Typically, a PA image is obtained through the MAP process. You then calculate the index of each pixel in the MAP image to obtain the depth information (Fig. S46a). In conventional linear motor scanning, if there was no depth change of the scanning profile while the motor was moving, there is no problem, even if the MAP image is directly converted to the depth. However, in the case of a MEMS scanner, the scanning profile draws a parabola (Fig. S6b) because the scanner moves like a pendulum about its central axis. Therefore, for images obtained through a MEMS scanner, the depth of the scanning profile changes as the MEMS scanner moves, so the depth-encoded image needs to be corrected with the scanning profile of the MEMS scanner. By comparing the physical characteristics of the MEMS scanner with the images obtained, we are able to calculate the profile of the MEMS scanner. The x-axis motion is driven by a sine wave, and the Y-axis is driven by a sawtooth wave, so the profile of each axis shows different shapes, as described in Eq. 2 for the x axis and Eq. 3 for the y axis.

$${r}_{x}=\frac{{h}_{x}}{\cos [{\alpha }_{x}\times \,\cos (2\pi {F}_{c}t\,-\phi )+{\alpha }_{x}]}$$
(2)
$${r}_{y}=\frac{{h}_{y}}{\cos [-\frac{{\alpha }_{y}}{{T}_{c}}t+{\alpha }_{y}]}$$
(3)

where r x and r y are the corrected length from the mirror to the target sample along the respective x and y axes, h x and h x are the initial vertical length from the mirror to the target sample, α x and α x are the maximum moving angles on the respective x and y axes, F c is a B-scan rate, φ is an initial phase on x axis, and T c is a period for one volumetric imaging.

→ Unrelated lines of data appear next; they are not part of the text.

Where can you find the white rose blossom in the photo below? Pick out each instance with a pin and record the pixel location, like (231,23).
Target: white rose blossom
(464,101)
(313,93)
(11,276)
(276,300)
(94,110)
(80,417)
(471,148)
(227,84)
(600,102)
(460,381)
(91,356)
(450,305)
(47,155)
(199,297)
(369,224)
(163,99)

After correcting the depth information errors due to the MEMS scanner profile, we added a surface planarization process (Fig. S6c). Most images taken in this study are blood vessels near the skin surface of mice. To determine the relative height difference of each vessel, the uppermost blood vessel should be flat. However, since the skin of a living animal cannot always be leveled, the depth of the uppermost blood vessel was calculated first, and then the depth of each remaining vessel was calculated. For planarization of blood vessels, based on 3D position information, we obtained the plane of the PA signal from the strongest signal in each A-line. This plane was computed in MATLAB (R2016a, Mathworks, USA) using a 2D locally weighted scatterplot smoothing (LOWESS) fitting function. We then achieved planarization by subtracting the fitted plane of the subject from the final encoded depth image. In our calculations, because of the large computational load of 2D surface fittings, we used 1% of the position information to reduce computation. In addition, by using a Hessian matrix-based microvascular quantification (MQ) algorithm to quantify the density of electrospun microfibers, we segmented the respective threads in the MAP image. We separated the threads with a constant thickness using a thinning algorithm integrated in MATLAB, and measured the total length of the threads. Then, the density of the threads was calculated from Eq. 4 39 as follows:

$$Thread\,density=\frac{Total\,thread\,length}{Selected\,area}\,[mm/m{m}^{2}]$$
(4)

To illustrate the image correction process, we present images of the electrospun microfibers (Fig. S7). In the depth-encoded images, the morphology of the sample in the image is different from the true shape of the sample. The center of the microfiber membrane protrudes, and the mouse ear is almost flat. The depth map image of the membrane was corrected by using equations 2 and 3 (Fig. S7c).